Double-averaged velocity and stress distributions for hydraulically-smooth and transitionally-rough turbulent flows

Abstract

We analyse experimental measurements of turbulent open-channel flow over hydraulically-smooth and transitionally-rough beds using the double-averaging methodology. Oil with a viscosity of 15×10−6 m2/s is used instead of water so that transitional-range roughness Reynolds numbers can be achieved with large (11.1 mm) roughness elements, allowing spatial variations in the mean velocity field to more easily be measured. Distributions of double-averaged velocities, turbulence intensities, form-induced intensities, and viscous, Reynolds, form-induced and total shear stresses are studied with comparisons made between distributions for hydraulically-smooth, transitionally-rough, and fully-rough boundaries.
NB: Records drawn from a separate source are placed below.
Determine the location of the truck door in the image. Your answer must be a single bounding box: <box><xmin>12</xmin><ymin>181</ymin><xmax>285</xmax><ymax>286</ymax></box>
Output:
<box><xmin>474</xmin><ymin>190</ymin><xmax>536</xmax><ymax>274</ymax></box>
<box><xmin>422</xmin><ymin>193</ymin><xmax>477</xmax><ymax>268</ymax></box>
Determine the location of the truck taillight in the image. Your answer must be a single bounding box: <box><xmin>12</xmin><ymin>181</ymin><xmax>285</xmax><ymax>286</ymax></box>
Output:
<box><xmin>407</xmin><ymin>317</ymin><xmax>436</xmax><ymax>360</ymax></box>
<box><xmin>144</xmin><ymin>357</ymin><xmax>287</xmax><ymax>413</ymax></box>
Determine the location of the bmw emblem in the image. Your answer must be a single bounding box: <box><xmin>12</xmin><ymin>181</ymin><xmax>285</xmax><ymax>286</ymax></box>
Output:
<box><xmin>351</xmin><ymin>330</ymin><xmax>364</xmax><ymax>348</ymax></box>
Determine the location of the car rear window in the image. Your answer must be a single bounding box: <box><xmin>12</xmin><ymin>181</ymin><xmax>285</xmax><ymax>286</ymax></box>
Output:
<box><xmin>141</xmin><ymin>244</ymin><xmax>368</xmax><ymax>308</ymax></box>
Measured streamwise turbulence intensities for all experiments peaked at a constant distance from the bed (z++d+ = 15) when elevation scale is adjusted using the zero-plane displacement d for the logarithmic velocity distribution. This collapse suggests that turbulence intensity distributions may be useful in assessing appropriate values of d for transitionally-rough and fully-rough boundaries. Form-induced normal and shear stresses above the roughness tops were found to collapse towards a common curve independent of roughness Reynolds number.